My view is that men have to demonstrate attractive traits when approaching women. Women want a man who can take the initiative, stay composed in a stressful situation, and not be afraid of failure. Which are exactly the traits required to successfully ask a girl out.
This indeed. The proof, or "green flag," of a man's fitness (roughly speaking that it) is shown in his asking.
But the hottest guy in town, the richest guy in the country, or the most famous musician will all NOT be asking out the women. They will simply pick and choose from the many women available to them.
This is exactly the same risk that men take when they ask women out, though! What if a woman who doesn't really like you but hasn't had a date in a while just says yes because she lacks other options?
The true answer here is that it's only fun to be the asker if most people you'd ask would rank you highly. It is much more comfortable to not have to bother with the risks of being the asker. Straihht women get to get away with not being the asker because of our culture but they're much more likely to complain about their options, straight men usually have to suck it up because they'd never get to date if they don't learn to do the job, but complain because facing rejection all the time sucks.

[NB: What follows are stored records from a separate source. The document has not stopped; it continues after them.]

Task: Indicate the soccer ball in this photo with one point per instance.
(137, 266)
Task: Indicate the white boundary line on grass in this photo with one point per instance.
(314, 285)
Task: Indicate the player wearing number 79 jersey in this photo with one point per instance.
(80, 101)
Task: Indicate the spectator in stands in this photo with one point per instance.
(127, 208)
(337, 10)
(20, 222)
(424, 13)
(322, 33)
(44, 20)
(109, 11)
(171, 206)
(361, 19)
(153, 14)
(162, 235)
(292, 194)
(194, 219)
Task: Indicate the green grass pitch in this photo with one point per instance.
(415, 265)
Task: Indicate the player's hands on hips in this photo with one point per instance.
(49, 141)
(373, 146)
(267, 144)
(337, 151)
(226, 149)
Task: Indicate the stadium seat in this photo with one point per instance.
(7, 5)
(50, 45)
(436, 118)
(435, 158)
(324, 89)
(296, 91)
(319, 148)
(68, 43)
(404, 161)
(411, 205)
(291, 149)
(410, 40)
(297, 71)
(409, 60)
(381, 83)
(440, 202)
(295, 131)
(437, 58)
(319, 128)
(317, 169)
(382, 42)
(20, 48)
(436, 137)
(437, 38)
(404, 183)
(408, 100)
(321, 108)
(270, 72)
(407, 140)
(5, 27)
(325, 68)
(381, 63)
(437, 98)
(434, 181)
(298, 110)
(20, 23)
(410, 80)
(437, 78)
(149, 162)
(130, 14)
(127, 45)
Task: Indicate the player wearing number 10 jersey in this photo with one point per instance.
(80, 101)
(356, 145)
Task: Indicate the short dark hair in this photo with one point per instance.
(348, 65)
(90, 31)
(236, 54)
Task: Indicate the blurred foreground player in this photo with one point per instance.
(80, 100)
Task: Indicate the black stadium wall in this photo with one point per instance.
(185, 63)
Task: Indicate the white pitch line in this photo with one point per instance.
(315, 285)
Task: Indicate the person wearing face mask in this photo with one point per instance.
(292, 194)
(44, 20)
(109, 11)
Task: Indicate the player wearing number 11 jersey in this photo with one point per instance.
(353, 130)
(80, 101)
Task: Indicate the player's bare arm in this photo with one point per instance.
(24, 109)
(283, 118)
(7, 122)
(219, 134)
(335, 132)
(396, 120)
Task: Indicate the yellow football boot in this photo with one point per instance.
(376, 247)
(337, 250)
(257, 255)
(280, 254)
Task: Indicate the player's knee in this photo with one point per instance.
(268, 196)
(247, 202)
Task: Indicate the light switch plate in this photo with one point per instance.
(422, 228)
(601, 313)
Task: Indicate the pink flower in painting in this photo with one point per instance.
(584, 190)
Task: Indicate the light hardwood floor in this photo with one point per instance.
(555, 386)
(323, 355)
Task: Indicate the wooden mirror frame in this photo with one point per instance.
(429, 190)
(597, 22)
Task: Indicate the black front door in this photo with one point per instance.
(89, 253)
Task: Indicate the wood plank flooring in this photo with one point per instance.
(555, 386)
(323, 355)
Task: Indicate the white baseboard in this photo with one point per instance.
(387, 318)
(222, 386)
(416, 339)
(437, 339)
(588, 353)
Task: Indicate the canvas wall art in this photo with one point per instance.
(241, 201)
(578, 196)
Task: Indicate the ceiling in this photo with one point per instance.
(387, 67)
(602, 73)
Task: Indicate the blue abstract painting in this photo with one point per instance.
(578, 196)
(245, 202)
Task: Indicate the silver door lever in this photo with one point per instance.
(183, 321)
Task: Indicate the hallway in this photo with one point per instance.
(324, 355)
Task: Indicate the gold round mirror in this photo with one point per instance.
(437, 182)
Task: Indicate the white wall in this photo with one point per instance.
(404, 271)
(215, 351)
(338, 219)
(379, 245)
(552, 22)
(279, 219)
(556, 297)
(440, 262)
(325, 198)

Guys are more interested in hooking up with random women who are borderline not into them. Women want to be desired for evolutionary reasons: an indifferent man is liable to abandon you if you become pregnant.
I actually think the evopsych has very little to do with it. It's the difference in evaluation of how negative a bad experience could be.
I was once talking to a guy who joked that "sex is like pizza- even when it's bad, it's still pretty good." Many straight dudes share this opinion- when they think of "bad sex", what they're imagining is that it will be boring. "Bad sex" for straight women often means painful. Since that's the risk, of course they're more hesitant to take it.
Well yeah, men and women enjoy random sex by different amounts for evolutionary reasons. Their preferences were sculpted by evolution.
Would you like to come on my podcast to discuss this? I don't have an angle or anything, I just find it interesting and funny.
This would seem to suggest a strategy of casting a wide net on dating apps and seeing who chooses you. But what happens when many people are doing that? For example in a hetro set up both men and women indicate interest in multiple partners. Is there an extension that looks at that mathematically?